Eight years ago this month, Andrew Freeman's father was killed by a drunken driver in a wrong-way crash on Interstate 95 in Delray Beach.
So Freeman says he has no sympathy for the nearly 33-year prison sentence being served by former North Lauderdale resident Kenneth Jenkins — a term upheld last week by a Palm Beach County judge.
"It is indeed a very long sentence, but he earned every day of it by his actions," said Freeman, who lost his father, Robert Rutman, 83, of Boca Raton. Two other people died in the March 16, 2008, wreck.
Jenkins and his attorneys last month asked Circuit Judge Charles Burton to throw out the prison sentence. They claimed Jenkins' former lawyers fumbled the DUI manslaughter case by pursuing a defense that the victims' car, not Jenkins', was heading the wrong way.
Months after the crash, it became clear through an investigation that Jenkins was the wrong-way driver and he took responsibility, attorney David Oscar Markus said. Jenkins' blood-alcohol level was .182, more than twice the legal limit to drive.
Jenkins testified Feb. 16 that he had wanted to accept blame, but continued to trust his lawyers Jack Goldberger and Michael E. Dutko.

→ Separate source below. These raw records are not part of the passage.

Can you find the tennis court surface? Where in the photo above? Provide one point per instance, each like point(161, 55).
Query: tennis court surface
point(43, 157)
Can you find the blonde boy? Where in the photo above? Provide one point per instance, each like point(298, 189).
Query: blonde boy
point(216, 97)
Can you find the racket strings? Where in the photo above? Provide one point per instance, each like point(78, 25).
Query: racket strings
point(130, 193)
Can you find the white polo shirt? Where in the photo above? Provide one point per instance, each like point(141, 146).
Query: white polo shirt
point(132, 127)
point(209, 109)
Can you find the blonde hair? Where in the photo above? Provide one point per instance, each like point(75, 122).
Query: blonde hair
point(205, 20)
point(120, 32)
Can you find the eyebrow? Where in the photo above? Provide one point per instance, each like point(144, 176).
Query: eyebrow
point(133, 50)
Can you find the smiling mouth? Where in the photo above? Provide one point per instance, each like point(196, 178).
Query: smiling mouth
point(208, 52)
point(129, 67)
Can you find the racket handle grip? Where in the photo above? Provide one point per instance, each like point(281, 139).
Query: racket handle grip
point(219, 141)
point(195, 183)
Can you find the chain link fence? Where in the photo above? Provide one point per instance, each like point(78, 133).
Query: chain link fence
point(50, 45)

Markus said the delay in not resolving the case until 2011 led to the disastrous circumstance of Jenkins, while still out on bail, getting caught on video playing beer pong at a bar.
A private investigator hired by a cousin of Rutman had shot the video and turned it over to the court.
While sentencing Jenkins, Circuit Judge Richard Oftedal said Jenkins' participation "in a drinking game on the eve of sentencing is a slap in the fact and an affront to the victims and their survivors and friends."
State guidelines then called for a minimum of 32 years, 10 1/2 months in prison; the maximum possible was a life term. Oftedal could have justified going below the minimum but declined.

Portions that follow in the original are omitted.